To mark the centenary of the First World War, a Selected Poems of Edmund Blunden brings back into print the work of a major war poet and author of the classic memoir Undertones of War. Edmund Blunden joined the Royal Sussex Regiment in 1915, and served in France and Flanders. This selection of his poems includes a substantial sampler of his war verse (the last poem he wrote was on revisiting the battlefields of the Somme). And yet, it is not easy to draw a line between the poems on war and those on other subjects, so deeply did his wartime experience suffuse and haunt his writing.
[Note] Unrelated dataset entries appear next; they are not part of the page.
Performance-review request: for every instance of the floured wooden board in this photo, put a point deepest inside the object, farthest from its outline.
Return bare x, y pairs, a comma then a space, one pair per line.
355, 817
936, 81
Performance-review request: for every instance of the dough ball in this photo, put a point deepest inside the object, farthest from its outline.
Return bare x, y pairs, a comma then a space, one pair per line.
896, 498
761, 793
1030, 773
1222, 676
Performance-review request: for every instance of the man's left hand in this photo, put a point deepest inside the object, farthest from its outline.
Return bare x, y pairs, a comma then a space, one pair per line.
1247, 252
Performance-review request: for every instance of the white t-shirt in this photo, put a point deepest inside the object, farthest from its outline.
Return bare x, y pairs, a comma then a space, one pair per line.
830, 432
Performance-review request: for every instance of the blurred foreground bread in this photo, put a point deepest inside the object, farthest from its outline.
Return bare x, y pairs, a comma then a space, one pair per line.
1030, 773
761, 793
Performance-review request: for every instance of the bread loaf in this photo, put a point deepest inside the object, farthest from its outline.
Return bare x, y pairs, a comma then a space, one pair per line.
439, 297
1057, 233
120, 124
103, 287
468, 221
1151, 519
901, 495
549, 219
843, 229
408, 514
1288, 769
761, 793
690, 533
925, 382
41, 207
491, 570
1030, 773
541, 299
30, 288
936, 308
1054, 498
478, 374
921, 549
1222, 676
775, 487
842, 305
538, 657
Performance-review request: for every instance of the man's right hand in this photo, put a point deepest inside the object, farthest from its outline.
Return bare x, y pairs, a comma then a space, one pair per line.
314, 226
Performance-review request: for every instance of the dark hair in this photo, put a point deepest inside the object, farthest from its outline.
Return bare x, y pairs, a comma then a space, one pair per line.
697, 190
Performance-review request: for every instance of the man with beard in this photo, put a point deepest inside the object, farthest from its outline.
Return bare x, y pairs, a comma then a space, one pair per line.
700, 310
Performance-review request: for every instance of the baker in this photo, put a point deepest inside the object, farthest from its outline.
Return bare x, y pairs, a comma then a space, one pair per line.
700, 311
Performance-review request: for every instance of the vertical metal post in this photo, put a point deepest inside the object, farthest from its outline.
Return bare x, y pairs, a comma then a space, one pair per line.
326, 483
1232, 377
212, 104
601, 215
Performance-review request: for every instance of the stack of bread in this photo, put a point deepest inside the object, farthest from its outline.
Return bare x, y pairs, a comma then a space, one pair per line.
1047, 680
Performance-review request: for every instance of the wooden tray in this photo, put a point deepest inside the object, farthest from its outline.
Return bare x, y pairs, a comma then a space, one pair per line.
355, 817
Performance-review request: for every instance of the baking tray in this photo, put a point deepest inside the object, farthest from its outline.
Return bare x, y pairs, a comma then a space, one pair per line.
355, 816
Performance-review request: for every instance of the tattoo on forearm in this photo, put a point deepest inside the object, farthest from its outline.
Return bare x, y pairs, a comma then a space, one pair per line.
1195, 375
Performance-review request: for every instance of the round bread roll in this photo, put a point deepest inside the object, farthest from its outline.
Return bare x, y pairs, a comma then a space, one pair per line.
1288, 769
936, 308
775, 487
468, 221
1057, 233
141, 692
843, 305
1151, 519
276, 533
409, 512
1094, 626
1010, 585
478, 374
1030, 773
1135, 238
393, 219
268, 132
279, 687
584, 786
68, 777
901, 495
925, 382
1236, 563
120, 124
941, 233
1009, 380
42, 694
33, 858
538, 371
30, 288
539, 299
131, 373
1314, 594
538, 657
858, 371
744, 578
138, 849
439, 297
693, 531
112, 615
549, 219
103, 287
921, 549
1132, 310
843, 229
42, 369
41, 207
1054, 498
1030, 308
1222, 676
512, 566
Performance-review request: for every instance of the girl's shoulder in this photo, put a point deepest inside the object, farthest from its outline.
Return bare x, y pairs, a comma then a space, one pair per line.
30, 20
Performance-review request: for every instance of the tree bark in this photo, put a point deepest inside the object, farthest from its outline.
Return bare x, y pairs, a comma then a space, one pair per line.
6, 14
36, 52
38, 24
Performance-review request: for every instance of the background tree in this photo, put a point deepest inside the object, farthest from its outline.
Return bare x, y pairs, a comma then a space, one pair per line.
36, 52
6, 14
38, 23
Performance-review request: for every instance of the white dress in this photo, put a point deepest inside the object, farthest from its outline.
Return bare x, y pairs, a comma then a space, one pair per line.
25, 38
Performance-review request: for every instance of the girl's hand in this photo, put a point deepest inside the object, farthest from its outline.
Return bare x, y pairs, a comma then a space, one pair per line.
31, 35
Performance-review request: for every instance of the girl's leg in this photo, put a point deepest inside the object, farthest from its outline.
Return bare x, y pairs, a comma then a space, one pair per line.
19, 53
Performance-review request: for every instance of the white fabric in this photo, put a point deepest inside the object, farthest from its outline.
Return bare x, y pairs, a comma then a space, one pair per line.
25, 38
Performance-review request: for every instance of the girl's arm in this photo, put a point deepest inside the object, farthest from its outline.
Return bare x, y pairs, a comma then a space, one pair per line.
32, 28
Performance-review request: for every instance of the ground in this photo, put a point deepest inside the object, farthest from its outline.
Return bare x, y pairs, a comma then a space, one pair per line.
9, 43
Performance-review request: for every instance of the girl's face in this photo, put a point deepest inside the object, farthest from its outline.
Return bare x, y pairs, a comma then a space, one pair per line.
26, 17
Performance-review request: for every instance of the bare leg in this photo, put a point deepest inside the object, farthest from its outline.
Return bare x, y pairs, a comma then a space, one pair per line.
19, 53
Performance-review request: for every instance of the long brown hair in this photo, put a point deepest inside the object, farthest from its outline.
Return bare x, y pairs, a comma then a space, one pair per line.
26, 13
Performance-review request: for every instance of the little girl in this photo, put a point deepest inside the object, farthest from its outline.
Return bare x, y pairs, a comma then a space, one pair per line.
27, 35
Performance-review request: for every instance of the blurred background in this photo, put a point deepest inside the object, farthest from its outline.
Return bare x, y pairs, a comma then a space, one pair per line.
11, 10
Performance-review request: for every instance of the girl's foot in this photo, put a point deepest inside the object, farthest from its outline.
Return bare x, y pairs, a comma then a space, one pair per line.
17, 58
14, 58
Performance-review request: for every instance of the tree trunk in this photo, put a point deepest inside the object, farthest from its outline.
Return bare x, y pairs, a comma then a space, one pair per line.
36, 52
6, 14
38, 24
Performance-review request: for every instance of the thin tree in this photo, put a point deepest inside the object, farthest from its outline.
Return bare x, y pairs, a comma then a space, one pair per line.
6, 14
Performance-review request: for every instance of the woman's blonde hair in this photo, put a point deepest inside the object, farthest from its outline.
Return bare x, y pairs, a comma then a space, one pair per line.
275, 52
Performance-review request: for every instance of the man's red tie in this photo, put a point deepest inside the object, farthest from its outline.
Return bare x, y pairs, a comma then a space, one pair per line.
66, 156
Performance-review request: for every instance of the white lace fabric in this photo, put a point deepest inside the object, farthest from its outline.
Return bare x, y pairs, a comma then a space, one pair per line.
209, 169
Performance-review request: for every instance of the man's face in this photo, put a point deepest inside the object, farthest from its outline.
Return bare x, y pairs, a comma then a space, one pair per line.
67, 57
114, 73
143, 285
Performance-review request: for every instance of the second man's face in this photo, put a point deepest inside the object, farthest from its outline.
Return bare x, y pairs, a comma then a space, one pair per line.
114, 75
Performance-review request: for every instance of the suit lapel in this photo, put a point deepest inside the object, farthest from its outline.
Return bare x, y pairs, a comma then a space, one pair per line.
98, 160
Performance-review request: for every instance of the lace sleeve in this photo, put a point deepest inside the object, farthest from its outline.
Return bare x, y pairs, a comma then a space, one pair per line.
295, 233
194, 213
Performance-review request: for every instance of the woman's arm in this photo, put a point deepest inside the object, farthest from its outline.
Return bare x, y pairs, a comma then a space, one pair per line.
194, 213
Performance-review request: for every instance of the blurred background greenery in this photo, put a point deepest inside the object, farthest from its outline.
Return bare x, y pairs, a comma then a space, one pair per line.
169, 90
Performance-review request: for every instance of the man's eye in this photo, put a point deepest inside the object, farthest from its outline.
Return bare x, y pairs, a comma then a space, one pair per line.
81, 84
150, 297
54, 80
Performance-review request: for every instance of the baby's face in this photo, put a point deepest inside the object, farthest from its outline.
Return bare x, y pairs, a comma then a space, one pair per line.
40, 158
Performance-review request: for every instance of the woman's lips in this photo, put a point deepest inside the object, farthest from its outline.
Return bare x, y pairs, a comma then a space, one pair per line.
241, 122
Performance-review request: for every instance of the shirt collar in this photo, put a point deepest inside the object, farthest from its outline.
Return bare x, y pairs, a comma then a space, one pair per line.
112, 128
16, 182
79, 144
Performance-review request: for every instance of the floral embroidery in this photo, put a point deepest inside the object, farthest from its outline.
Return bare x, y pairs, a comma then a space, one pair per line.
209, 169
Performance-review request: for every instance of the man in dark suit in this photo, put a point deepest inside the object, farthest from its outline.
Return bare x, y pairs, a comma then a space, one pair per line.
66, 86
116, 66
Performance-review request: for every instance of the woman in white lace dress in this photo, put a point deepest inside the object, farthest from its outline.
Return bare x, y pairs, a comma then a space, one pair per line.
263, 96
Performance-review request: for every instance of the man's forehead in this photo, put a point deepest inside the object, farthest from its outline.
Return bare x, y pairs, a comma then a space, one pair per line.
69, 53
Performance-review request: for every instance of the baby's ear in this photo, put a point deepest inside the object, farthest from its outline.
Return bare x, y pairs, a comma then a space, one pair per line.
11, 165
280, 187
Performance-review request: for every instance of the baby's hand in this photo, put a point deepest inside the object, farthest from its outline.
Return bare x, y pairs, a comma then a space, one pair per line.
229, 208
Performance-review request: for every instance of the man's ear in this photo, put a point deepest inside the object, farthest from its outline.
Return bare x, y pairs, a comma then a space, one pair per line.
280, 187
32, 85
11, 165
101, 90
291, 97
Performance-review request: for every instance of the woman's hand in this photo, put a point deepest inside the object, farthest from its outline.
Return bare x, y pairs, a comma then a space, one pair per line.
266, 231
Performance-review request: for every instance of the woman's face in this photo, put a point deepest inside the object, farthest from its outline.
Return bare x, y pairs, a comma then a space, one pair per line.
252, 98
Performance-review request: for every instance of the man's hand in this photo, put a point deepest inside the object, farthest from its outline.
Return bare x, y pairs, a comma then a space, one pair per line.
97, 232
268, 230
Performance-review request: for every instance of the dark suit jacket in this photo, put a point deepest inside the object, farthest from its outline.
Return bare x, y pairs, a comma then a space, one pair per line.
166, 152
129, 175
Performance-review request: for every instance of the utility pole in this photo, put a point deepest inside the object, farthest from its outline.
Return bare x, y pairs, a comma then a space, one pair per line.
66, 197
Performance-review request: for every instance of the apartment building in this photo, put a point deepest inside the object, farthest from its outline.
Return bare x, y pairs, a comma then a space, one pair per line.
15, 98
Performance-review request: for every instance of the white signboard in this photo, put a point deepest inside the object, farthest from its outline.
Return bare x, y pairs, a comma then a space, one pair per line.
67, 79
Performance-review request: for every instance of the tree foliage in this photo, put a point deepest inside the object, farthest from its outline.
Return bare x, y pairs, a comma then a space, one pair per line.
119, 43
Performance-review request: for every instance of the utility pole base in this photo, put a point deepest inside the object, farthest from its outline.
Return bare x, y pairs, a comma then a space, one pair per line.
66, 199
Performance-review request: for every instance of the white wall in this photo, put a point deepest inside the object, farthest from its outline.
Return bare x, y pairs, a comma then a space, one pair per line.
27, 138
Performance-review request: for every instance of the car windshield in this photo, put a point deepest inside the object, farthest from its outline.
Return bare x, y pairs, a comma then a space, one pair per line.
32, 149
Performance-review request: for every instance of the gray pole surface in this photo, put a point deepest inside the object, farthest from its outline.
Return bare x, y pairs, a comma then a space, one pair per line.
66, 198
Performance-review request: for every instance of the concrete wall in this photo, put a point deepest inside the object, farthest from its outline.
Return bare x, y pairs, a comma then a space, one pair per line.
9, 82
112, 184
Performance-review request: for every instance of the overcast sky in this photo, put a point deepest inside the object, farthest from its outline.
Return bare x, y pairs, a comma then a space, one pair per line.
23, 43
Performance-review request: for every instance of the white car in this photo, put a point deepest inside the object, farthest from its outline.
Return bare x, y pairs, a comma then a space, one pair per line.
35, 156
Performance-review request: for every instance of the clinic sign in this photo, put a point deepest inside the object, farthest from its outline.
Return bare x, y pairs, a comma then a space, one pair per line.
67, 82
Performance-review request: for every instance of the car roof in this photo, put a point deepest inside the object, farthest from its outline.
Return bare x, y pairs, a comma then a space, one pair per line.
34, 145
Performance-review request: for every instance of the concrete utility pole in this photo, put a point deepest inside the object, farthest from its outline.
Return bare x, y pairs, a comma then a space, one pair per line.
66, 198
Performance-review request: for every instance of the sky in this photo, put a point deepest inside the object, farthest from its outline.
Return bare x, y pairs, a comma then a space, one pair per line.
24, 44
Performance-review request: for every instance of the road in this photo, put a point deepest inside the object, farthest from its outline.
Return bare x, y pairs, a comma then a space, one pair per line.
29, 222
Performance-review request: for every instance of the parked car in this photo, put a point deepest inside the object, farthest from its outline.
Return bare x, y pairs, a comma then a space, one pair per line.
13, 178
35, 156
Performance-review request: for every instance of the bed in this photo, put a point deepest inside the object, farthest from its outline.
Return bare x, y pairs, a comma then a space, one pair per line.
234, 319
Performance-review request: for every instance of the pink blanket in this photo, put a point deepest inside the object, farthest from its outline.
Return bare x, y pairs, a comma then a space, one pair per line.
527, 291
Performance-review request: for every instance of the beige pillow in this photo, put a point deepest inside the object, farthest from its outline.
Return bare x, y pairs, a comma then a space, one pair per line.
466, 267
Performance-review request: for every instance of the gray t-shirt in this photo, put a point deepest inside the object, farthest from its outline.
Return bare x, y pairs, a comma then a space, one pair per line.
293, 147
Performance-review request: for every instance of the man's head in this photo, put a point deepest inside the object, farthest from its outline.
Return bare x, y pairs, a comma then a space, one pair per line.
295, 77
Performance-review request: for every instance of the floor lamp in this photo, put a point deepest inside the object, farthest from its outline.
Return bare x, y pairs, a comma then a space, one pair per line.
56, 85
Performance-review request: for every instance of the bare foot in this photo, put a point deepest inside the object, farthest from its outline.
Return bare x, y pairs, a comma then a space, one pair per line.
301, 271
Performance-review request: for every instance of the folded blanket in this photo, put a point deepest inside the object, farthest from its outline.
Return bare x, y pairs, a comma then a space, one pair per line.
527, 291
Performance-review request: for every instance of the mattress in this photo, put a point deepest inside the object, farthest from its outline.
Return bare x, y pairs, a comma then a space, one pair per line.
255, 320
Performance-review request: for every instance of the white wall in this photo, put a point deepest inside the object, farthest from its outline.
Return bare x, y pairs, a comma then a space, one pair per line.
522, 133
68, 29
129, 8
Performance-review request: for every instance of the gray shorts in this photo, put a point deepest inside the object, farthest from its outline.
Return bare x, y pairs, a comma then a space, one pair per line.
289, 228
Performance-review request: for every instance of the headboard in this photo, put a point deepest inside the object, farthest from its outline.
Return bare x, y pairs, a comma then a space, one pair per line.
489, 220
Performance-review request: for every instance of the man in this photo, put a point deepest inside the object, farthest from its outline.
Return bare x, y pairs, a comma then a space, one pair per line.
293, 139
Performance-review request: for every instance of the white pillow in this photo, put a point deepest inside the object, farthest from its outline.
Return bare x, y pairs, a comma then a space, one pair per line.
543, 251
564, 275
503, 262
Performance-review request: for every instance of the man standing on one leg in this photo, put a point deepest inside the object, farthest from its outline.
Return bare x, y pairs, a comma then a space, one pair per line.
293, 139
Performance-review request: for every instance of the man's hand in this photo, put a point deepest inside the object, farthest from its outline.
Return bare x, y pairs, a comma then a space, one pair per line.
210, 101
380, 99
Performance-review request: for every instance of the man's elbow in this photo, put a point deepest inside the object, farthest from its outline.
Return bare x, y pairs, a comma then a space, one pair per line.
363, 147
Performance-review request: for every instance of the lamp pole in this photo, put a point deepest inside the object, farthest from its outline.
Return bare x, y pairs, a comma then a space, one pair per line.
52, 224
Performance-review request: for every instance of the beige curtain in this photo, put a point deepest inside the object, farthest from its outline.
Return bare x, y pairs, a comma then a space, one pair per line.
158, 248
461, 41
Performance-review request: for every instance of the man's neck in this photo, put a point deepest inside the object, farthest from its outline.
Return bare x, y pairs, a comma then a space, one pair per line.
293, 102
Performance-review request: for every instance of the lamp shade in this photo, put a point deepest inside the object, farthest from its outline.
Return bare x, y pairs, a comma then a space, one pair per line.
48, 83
Memories of what was ‘shrieking, dumb, defiled’ constantly test a vision of ‘faith, life, virtue in the sun’. Here is a poet of range and depth deserving of rediscovery.
A propos de l’auteur
Robyn Marsack began her long association with Carcanet Press by editing the first edition of Edmund Blunden’s Selected Poems in 1982, and worked as a publishers’ editor until she became Director of the Scottish Poetry Library 2000–2016. She was a Royal Literary Fund Writing Fellow at the University of Glasgow 2016–2018. She has co-edited several poetry anthologies, including Oxford Poets 2013 with Iain Galbraith, and edited Blunden’s Fall In, Ghosts: selected war prose, published by Carcanet in 2014.